Bookworm, Just Like Mom

Thank you Mom. Thank you so much for reading, and helping me fall in love with words, sentences and stories.

Fiction, non-fiction, books, magazines, poetry, graffiti, newspapers, letters, emails, whatever.

Thank you for taking me to the Burnaby Public Library when I was little and getting me my own library card. I remember you telling me how important is was to have my own card. My own signature on it. Thank you for encouraging me to join the summer reading club. I can still visualize the list I wrote of all the books I read that summer. Thank you for sharing the yellow loveseat at home with me - you on one end reading your book and me the other side reading mine.

Thank you for volunteering at my elementary school library every week. I loved seeing you there and I love you for that. Thank you for having a bookshelf at home, and even though I kinda cringe at the Stephen King / Danielle Steele genre of books I used to devour (think Grade 8 here, folks, a long time ago) those books gave me the impetus to explore fiction of a better calibre once I gained my own literary consciousness. Perhaps most importantly, thank you for making the written word such a big part of your life, even now reading voraciously and continuing to volunteer at your community library, fixing and shelving books.

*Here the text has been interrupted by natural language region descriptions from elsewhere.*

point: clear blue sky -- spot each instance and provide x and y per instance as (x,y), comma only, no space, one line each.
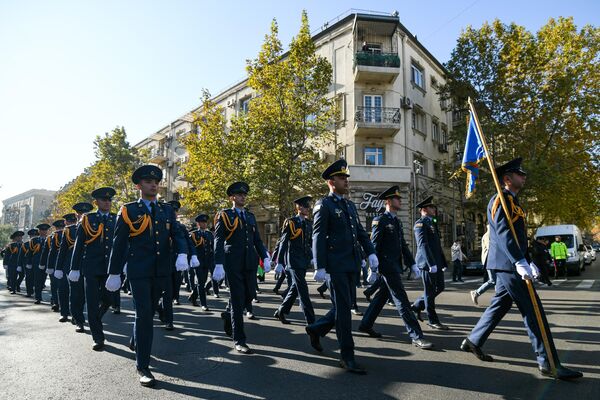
(70,70)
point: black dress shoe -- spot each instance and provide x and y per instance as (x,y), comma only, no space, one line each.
(98,346)
(315,340)
(423,344)
(468,346)
(242,348)
(439,326)
(146,377)
(281,317)
(562,373)
(369,331)
(352,366)
(227,323)
(417,313)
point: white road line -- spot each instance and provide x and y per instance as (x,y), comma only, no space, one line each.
(585,284)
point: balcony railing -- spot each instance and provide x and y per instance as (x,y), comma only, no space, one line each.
(378,115)
(372,59)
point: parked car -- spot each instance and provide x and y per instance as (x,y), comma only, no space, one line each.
(571,236)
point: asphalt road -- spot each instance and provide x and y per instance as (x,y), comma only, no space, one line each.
(42,358)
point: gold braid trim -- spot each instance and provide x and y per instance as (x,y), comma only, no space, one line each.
(228,225)
(197,243)
(295,232)
(90,232)
(70,241)
(144,222)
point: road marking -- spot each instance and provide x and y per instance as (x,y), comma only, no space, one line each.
(585,284)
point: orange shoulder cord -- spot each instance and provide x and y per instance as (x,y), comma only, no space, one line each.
(70,241)
(144,221)
(90,232)
(295,232)
(197,243)
(228,225)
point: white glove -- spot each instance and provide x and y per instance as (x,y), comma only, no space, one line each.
(218,272)
(416,271)
(181,262)
(319,275)
(113,283)
(372,277)
(534,270)
(373,262)
(74,275)
(267,264)
(523,269)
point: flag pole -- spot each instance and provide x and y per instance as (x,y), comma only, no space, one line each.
(528,282)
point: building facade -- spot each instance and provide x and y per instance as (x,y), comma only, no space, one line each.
(392,128)
(27,209)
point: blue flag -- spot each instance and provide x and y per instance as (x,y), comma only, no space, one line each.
(473,155)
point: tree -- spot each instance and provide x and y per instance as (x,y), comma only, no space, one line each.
(115,161)
(275,145)
(537,97)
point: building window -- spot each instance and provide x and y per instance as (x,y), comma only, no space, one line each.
(417,76)
(372,108)
(374,155)
(435,131)
(418,120)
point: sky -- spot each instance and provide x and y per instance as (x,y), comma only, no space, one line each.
(71,70)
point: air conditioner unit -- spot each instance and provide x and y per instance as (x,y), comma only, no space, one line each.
(406,103)
(270,229)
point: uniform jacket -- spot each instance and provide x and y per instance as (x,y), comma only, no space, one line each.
(505,251)
(67,244)
(295,244)
(237,244)
(429,248)
(93,244)
(387,236)
(337,235)
(203,244)
(144,242)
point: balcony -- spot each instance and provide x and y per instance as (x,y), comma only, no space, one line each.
(380,173)
(157,155)
(376,121)
(376,67)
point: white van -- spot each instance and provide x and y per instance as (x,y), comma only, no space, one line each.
(571,236)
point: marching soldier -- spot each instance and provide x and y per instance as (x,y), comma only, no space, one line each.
(337,235)
(203,241)
(49,253)
(430,261)
(25,261)
(38,262)
(295,251)
(143,232)
(12,260)
(388,238)
(508,257)
(90,258)
(237,247)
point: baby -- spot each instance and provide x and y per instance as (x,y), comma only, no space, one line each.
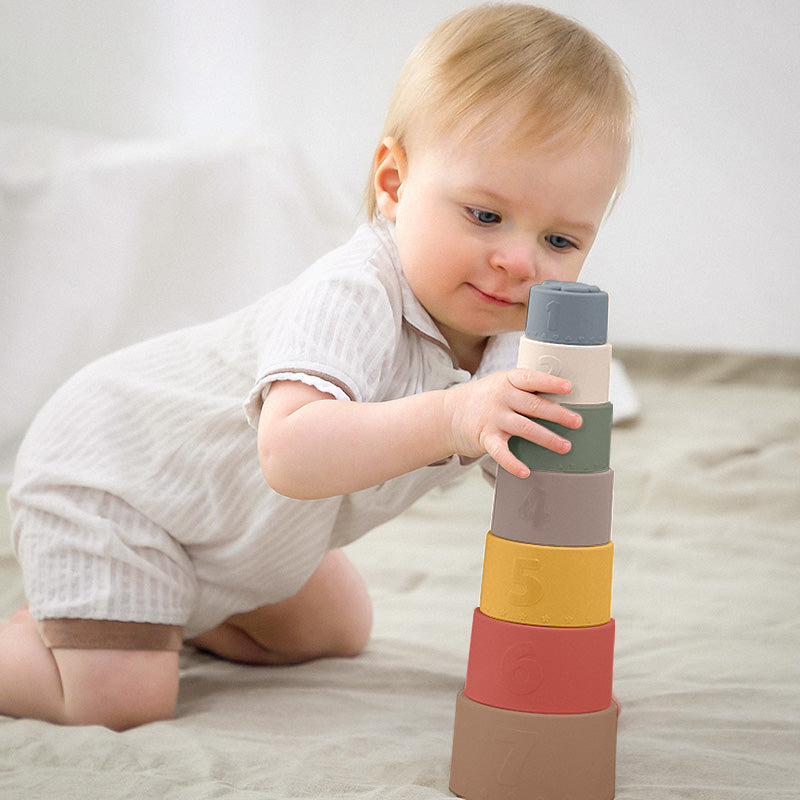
(199,487)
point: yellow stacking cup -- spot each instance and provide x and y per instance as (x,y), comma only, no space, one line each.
(566,587)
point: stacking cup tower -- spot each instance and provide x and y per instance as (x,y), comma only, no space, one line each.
(536,718)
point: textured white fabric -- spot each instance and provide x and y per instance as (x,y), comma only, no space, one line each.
(137,493)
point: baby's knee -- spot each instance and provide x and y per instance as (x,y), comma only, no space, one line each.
(118,689)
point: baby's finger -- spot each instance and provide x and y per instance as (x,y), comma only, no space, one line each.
(529,380)
(533,405)
(538,434)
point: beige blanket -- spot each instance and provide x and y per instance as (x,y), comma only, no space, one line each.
(706,601)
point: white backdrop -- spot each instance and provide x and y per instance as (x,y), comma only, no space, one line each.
(701,253)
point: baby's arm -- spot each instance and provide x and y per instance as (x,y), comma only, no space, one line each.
(312,446)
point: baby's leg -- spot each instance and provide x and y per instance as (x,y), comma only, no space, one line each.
(115,688)
(331,615)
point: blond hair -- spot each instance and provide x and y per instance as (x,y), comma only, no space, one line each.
(564,82)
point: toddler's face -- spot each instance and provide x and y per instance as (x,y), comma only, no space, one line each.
(478,224)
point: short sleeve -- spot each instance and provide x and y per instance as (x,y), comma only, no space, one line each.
(337,330)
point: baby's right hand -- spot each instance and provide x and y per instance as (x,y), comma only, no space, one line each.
(485,414)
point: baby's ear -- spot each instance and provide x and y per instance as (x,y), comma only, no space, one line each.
(390,173)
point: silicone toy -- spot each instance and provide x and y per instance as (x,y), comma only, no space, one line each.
(556,508)
(540,670)
(564,586)
(505,755)
(537,718)
(588,368)
(591,443)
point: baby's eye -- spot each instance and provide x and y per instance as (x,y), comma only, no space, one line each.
(484,217)
(559,242)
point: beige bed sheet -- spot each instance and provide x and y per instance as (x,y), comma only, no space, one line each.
(706,601)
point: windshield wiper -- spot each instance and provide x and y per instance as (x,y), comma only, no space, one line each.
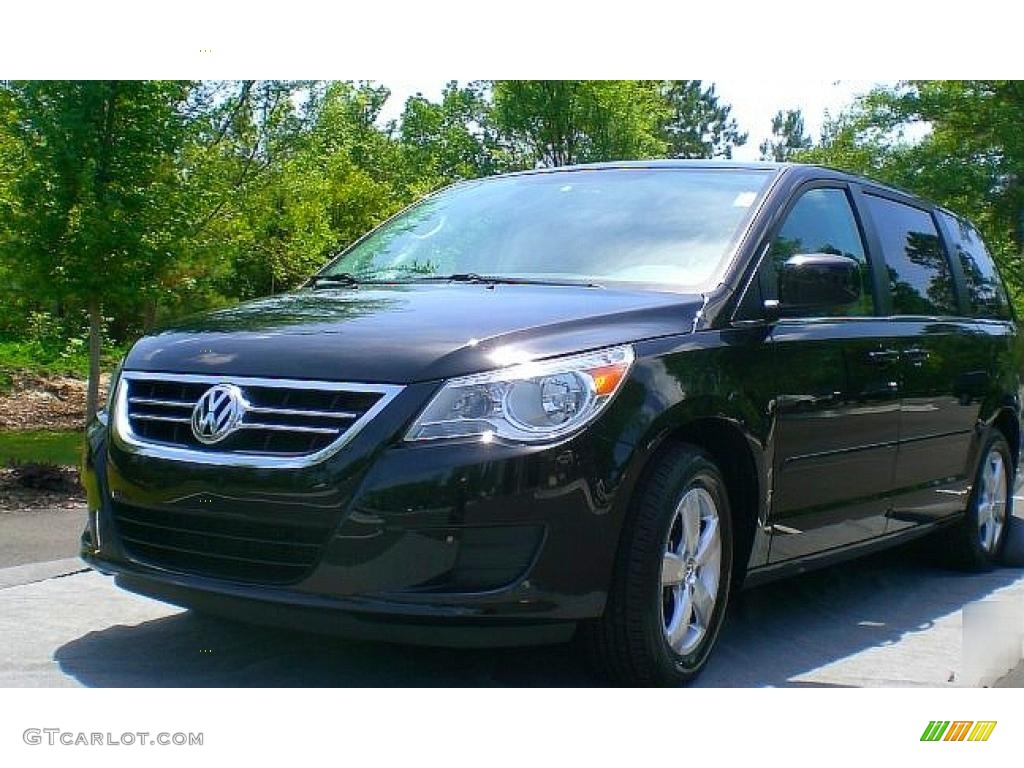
(341,279)
(493,280)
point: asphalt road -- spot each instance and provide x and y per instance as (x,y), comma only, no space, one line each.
(890,620)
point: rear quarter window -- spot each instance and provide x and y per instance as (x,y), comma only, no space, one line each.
(920,278)
(985,292)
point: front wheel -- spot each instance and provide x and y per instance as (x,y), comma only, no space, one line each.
(977,543)
(672,581)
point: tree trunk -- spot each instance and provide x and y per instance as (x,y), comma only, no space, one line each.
(92,392)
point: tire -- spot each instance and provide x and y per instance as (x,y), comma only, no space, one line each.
(977,542)
(663,576)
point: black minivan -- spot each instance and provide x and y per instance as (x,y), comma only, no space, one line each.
(591,399)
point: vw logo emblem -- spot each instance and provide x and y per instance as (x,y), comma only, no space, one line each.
(218,413)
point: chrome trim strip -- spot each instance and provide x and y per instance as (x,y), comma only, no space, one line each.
(288,428)
(300,412)
(154,417)
(156,401)
(126,440)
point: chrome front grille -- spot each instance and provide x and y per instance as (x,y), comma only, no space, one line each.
(283,422)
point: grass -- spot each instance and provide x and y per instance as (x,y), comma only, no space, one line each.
(41,445)
(49,358)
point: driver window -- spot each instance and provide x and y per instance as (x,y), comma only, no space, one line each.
(822,221)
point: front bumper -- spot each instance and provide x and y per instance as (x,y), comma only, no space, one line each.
(442,544)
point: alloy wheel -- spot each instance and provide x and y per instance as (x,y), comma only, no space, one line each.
(992,502)
(690,570)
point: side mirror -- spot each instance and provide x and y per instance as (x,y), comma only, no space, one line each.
(817,281)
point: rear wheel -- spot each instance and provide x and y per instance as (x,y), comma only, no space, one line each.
(977,543)
(672,581)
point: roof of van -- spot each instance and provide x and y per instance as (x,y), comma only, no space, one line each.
(748,165)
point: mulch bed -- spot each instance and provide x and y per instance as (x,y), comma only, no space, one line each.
(31,486)
(36,401)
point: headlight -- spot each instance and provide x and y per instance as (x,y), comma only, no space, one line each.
(526,402)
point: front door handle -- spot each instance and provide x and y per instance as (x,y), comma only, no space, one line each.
(883,356)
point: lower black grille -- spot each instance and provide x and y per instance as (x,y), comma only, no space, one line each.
(230,548)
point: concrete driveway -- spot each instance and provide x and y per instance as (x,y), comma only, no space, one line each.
(890,620)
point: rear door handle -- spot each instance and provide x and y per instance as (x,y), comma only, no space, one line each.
(883,356)
(915,355)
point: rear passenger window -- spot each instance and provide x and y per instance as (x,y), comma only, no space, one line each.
(821,221)
(984,289)
(919,271)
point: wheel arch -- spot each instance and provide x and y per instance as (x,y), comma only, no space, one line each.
(738,454)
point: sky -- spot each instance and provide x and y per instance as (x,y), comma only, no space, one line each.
(754,102)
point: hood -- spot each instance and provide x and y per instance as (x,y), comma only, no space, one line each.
(407,333)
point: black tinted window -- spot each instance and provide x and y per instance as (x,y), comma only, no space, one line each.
(919,272)
(984,289)
(822,221)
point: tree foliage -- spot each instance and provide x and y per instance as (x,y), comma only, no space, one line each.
(787,136)
(563,122)
(957,142)
(699,125)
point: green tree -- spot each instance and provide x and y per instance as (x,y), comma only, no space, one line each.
(787,136)
(92,220)
(957,142)
(454,138)
(698,125)
(562,122)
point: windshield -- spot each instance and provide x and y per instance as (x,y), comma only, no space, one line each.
(669,226)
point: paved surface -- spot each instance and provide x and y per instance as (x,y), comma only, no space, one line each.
(37,536)
(891,620)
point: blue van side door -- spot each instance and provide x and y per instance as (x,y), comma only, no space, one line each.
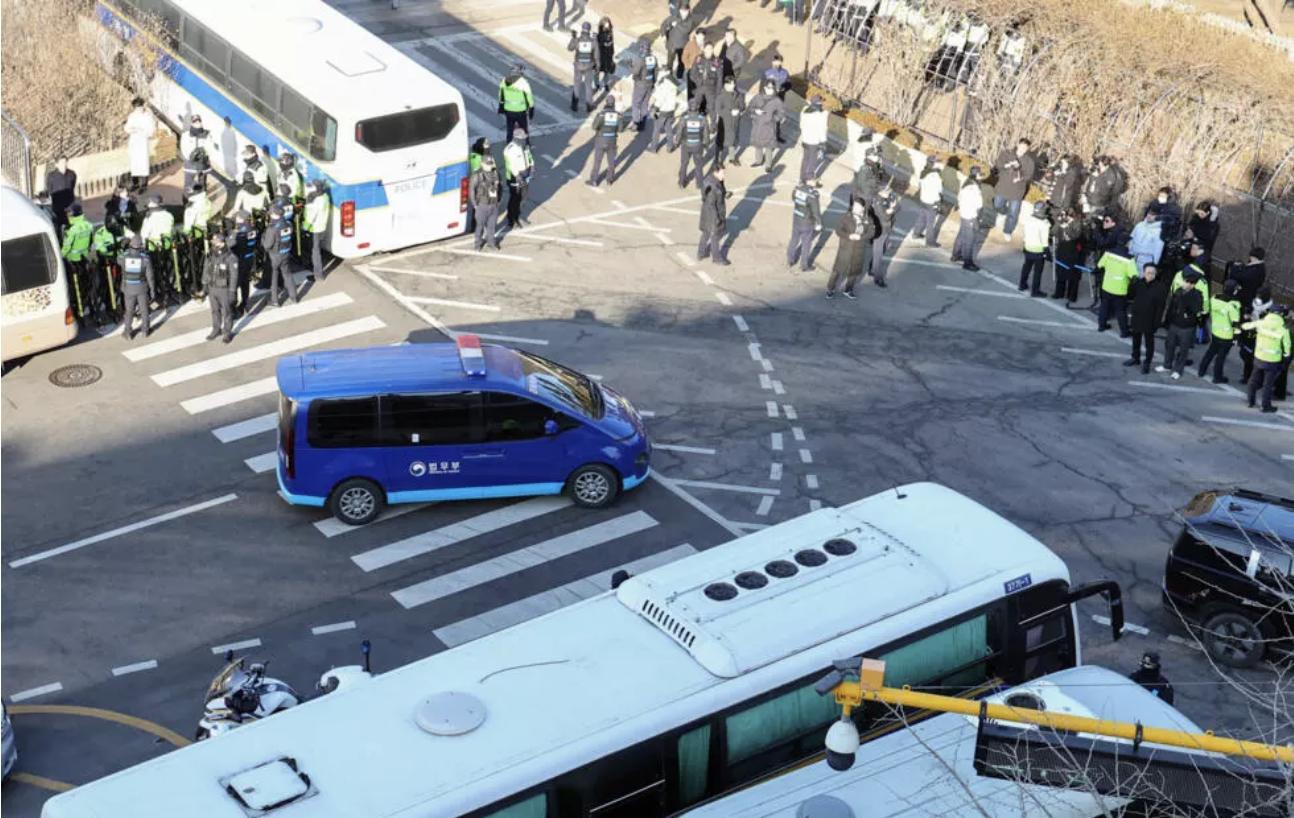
(432,442)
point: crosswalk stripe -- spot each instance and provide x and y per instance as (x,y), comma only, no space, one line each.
(532,555)
(268,351)
(465,530)
(263,462)
(549,601)
(246,429)
(223,397)
(264,317)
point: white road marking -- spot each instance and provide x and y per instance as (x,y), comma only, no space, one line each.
(529,557)
(246,429)
(124,530)
(272,350)
(22,695)
(236,646)
(414,272)
(135,668)
(445,302)
(321,629)
(522,610)
(476,526)
(975,291)
(1041,322)
(513,339)
(255,320)
(729,487)
(224,397)
(1250,423)
(1170,387)
(263,462)
(333,527)
(1092,352)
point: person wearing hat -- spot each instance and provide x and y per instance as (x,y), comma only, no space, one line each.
(969,203)
(515,100)
(518,170)
(485,193)
(220,282)
(277,243)
(139,287)
(1180,321)
(1151,677)
(196,149)
(585,49)
(1271,355)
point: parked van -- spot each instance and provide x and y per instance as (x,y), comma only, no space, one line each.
(359,429)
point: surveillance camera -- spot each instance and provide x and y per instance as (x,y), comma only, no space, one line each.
(841,744)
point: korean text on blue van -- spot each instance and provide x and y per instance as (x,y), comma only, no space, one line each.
(359,429)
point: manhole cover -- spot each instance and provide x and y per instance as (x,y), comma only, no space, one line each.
(75,375)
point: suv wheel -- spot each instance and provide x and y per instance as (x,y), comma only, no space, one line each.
(1233,640)
(356,501)
(593,487)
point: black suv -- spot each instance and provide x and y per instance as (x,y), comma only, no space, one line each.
(1231,571)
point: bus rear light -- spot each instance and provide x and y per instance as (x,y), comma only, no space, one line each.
(348,219)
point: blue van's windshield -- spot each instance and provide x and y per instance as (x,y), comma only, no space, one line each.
(564,386)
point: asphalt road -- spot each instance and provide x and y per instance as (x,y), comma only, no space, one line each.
(765,401)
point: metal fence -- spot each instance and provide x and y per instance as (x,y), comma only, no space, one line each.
(16,149)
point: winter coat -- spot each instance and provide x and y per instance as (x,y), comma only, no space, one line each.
(1012,181)
(1148,302)
(713,206)
(852,253)
(766,111)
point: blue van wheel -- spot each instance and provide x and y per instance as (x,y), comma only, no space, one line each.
(593,486)
(356,501)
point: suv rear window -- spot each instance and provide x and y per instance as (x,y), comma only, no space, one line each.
(408,128)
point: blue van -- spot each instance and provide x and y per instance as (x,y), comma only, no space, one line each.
(359,429)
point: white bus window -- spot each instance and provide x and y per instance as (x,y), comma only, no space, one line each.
(408,128)
(29,262)
(694,764)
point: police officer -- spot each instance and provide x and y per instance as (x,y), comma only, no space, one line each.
(694,132)
(806,223)
(315,215)
(485,193)
(277,243)
(220,282)
(245,241)
(139,287)
(515,100)
(606,127)
(518,168)
(1151,677)
(643,67)
(585,49)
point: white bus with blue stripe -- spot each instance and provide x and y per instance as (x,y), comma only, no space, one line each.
(387,136)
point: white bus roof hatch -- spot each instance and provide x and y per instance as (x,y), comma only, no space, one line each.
(823,580)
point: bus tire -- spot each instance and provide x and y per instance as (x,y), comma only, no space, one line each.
(593,486)
(356,501)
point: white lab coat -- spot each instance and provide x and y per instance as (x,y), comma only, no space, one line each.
(140,126)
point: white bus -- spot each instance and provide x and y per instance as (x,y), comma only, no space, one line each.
(686,682)
(387,136)
(35,311)
(929,770)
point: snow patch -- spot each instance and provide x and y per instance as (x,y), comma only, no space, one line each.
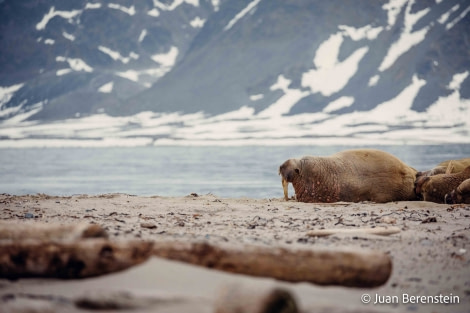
(330,75)
(92,6)
(256,97)
(52,13)
(340,103)
(130,10)
(444,17)
(457,19)
(6,93)
(106,88)
(166,59)
(241,14)
(116,56)
(129,74)
(197,22)
(366,32)
(393,8)
(373,80)
(174,5)
(154,12)
(75,64)
(457,80)
(215,4)
(407,38)
(142,35)
(285,103)
(68,36)
(63,71)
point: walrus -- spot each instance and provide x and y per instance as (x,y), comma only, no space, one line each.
(461,194)
(351,176)
(447,167)
(434,188)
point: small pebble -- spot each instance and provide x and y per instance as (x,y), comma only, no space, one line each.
(148,225)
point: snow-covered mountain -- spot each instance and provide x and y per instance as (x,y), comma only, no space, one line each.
(234,72)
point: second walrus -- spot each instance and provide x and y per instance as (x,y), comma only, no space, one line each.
(351,176)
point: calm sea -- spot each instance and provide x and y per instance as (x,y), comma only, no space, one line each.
(250,171)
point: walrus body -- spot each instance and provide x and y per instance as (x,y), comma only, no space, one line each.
(461,194)
(434,188)
(447,167)
(352,176)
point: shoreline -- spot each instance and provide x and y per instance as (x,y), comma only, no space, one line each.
(430,253)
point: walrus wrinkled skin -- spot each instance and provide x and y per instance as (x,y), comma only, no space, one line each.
(461,194)
(456,166)
(434,188)
(351,176)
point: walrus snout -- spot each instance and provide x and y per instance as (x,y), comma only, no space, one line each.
(287,171)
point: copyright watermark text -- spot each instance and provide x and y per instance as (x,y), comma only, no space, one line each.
(409,299)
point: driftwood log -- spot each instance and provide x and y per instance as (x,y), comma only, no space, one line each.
(322,267)
(69,259)
(381,231)
(67,252)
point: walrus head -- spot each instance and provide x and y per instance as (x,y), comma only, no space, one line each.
(288,170)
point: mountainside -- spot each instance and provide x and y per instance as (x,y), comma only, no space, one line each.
(207,71)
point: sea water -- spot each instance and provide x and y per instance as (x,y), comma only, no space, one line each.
(248,171)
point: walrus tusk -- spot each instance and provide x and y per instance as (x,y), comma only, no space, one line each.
(285,185)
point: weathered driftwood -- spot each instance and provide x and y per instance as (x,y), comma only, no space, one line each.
(69,259)
(323,267)
(381,231)
(44,232)
(248,299)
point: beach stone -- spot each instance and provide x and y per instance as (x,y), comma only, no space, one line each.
(148,225)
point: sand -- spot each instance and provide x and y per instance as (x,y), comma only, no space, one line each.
(430,254)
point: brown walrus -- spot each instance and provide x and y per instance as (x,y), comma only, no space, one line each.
(461,194)
(447,167)
(434,188)
(351,175)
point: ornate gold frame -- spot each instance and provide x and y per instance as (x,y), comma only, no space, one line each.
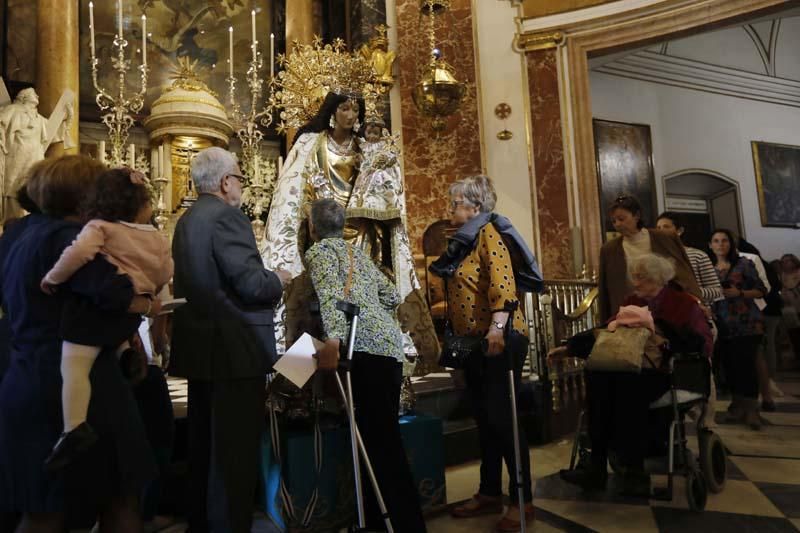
(618,31)
(762,205)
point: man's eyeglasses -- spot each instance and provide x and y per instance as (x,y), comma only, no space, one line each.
(455,203)
(239,177)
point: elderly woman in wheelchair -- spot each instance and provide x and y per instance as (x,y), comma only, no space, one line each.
(655,347)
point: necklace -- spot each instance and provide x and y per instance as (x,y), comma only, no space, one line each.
(341,149)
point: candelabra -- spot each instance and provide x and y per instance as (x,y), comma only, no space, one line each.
(256,195)
(121,107)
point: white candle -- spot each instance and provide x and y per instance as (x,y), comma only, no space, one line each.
(119,18)
(91,27)
(230,42)
(253,23)
(271,55)
(144,40)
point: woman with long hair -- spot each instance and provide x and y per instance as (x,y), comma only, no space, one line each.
(740,324)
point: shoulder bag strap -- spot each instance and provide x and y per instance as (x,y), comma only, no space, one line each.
(349,281)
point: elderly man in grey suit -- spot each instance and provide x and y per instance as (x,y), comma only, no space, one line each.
(223,342)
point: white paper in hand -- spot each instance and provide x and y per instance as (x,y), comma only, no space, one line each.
(298,363)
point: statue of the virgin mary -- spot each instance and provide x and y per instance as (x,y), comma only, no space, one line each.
(324,162)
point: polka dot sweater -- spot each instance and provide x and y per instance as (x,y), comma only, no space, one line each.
(483,283)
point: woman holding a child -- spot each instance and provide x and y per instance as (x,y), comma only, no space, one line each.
(109,477)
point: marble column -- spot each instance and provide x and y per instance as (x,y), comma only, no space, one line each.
(552,197)
(300,25)
(431,164)
(58,59)
(364,16)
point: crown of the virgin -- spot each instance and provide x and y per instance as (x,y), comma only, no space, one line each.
(309,73)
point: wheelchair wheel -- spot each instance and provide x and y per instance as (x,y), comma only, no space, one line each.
(696,489)
(713,460)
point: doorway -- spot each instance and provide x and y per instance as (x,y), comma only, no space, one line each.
(703,200)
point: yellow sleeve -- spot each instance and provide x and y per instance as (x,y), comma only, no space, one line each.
(496,259)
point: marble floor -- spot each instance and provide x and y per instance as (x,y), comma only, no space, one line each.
(762,492)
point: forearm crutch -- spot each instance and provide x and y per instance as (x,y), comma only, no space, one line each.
(356,444)
(511,308)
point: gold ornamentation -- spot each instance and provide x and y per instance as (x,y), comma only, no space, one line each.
(185,77)
(540,41)
(503,111)
(310,73)
(437,94)
(377,54)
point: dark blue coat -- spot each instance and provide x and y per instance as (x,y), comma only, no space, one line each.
(30,390)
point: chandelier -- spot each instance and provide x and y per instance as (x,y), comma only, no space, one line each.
(437,94)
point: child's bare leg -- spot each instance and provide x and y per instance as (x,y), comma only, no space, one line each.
(76,363)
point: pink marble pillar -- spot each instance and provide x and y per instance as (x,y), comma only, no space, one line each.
(552,218)
(432,164)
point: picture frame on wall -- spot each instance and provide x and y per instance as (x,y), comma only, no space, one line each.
(624,158)
(777,169)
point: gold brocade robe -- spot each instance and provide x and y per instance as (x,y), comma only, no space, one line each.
(317,168)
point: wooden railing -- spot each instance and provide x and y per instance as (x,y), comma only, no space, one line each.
(566,307)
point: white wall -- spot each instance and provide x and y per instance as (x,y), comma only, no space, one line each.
(500,71)
(694,129)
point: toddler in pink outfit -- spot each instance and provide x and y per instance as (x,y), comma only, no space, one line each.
(120,229)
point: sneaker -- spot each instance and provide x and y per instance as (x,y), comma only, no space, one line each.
(775,390)
(69,446)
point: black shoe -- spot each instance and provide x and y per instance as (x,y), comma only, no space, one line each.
(69,446)
(587,478)
(635,484)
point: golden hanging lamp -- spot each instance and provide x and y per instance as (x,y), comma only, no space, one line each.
(437,94)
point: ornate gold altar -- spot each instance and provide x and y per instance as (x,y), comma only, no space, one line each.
(185,119)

Because of you reading is a big part of my life. I love words because you showed me how to fall in love with them. It has shaped who I am. 

Today is for you.

I have always wanted to follow in your foot steps and volunteer at my son's library. Well, Paris is now in grade 12 and I kinda missed that boat. This is the last year of Kje in elementary school and my last chance. Also, it was one of those things on my Turning 40 list of things to do that make me happy. 

Today, at 12:15pm I walked into Kje's school library and there he was, checking out some books with the rest of his class. It was my first weekly shift as the volunteer librarian (well, more like volunteer book-shelver). He looked so happy to see me. All his friends came over to say hi, too.

It felt so good to start something I have wanted to do for so long. I stacked 521.3 between 521.2 and 523, and sorted primary books by last name SEU, MAU, DAH.

A blonde boy asked me to help him find a book on cars. We looked together. A cute girl in a pretty dress wanted a princess book but every time I found one for her she said “No, I don’t want that one.” I put books back in their place for lots of small hands. The whole thing made me smile.